Tendo em vista que, este método incorpora em sua essência uma prática abolida pela legislação pátria, bem como extremamente onerosa ao financiado, foram analisados, do ponto de vista estritamente técnico, documentos e informações prestadas pelo devedor, a fim de que seja exposta a necessária retificação de valores com base na adequação do contrato à percepção ofertada pelo entendimento pátrio.

 

Dos fatos

O contrato do empréstimo em questão, previa em uma de suas cláusulas que, durante a vigência do mesmo e até a amortização definitiva da dívida, o fiduciante se obrigava a pagar um seguro contra morte, invalidez permanente e danos físicos no imóvel. Ou seja, não havia a opção de o requerente optar por outra seguradora que não fosse a conveniada ao próprio banco.

Súmula 473 – STJ:  “O mutuário do SFH não pode ser compelido a contratar o seguro habitacional obrigatório com a instituição financeira mutuante ou com a seguradora por ela indicada.

Em análise detalhada, apurou-se que ao final do contrato o requerente pagaria um valor a mais correspondente a quase 35% do capital solicitado como empréstimo, custo correspondente somente ao seguro e que excedia as condições financeiras do devedor, que restou impossibilitado de refutar tal contratação.

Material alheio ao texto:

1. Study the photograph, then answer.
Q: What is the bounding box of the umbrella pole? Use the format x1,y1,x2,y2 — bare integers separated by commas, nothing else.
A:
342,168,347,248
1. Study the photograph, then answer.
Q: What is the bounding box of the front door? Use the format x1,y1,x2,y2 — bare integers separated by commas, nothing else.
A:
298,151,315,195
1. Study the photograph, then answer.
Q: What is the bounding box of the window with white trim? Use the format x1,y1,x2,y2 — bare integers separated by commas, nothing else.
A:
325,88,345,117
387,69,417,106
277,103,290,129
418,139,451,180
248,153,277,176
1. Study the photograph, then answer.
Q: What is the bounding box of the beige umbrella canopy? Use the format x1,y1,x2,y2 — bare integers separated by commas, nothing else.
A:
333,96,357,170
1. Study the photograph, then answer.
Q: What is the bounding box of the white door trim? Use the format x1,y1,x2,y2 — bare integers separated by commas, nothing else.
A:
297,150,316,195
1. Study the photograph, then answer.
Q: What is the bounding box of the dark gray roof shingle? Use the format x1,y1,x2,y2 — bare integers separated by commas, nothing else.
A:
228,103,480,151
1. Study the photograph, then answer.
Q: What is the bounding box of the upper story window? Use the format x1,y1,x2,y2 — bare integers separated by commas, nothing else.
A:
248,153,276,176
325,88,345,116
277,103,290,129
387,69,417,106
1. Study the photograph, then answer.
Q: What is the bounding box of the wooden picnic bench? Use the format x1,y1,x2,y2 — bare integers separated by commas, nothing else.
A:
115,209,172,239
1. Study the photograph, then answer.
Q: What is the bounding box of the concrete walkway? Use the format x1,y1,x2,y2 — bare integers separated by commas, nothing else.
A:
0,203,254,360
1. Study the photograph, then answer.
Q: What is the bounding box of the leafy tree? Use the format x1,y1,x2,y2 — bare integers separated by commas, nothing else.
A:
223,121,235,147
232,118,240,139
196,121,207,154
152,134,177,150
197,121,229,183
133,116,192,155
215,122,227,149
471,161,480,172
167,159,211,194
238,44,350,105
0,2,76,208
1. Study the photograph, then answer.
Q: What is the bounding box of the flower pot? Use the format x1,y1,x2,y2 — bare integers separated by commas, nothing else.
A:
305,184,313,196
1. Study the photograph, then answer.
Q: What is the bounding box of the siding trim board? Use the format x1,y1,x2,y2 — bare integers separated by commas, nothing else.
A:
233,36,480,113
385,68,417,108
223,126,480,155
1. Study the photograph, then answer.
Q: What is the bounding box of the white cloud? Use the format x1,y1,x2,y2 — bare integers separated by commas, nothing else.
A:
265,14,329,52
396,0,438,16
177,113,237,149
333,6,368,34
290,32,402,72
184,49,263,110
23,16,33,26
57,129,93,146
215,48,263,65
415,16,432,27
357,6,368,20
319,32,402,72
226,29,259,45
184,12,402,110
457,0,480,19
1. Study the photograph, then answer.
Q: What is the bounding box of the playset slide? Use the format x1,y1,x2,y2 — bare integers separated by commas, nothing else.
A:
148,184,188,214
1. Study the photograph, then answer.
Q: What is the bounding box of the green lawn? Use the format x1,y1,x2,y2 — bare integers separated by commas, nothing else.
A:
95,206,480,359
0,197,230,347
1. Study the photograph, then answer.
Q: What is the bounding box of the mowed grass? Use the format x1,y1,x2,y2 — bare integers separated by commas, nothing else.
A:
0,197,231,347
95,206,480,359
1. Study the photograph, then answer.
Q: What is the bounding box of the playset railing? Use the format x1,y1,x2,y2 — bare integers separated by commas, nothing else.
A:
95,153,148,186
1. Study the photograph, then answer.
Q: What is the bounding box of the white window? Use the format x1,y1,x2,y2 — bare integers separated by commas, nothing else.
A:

O requerente teve seus direitos de consumidor infringidos e, mediante prosseguimento da análise foram expostos ainda, outros atos indevidos. São eles:

  • Taxa de serviço (caracterizando vantagem exagerada da construtora); e,

     

  • Prática de anatocismo no contrato (prática do juro sobre juro) culminando numa diferença cobrada, a mais, de 6538,63%.

 

Da aplicação do método menos oneroso ao cliente

Por fim, aplicou-se a fórmula de apuração de parcelas através do Método de Gauss e concluiu-se que, considerando o saldo devedor após a compensação do indébito, o financiado quitaria o contrato e ainda restaria um saldo credor a seu favor.

Esta análise, portanto, foi feita com atenção minuciosa aos detalhes do contrato, atingindo o propósito da contratação deste serviço: a retificação de valores.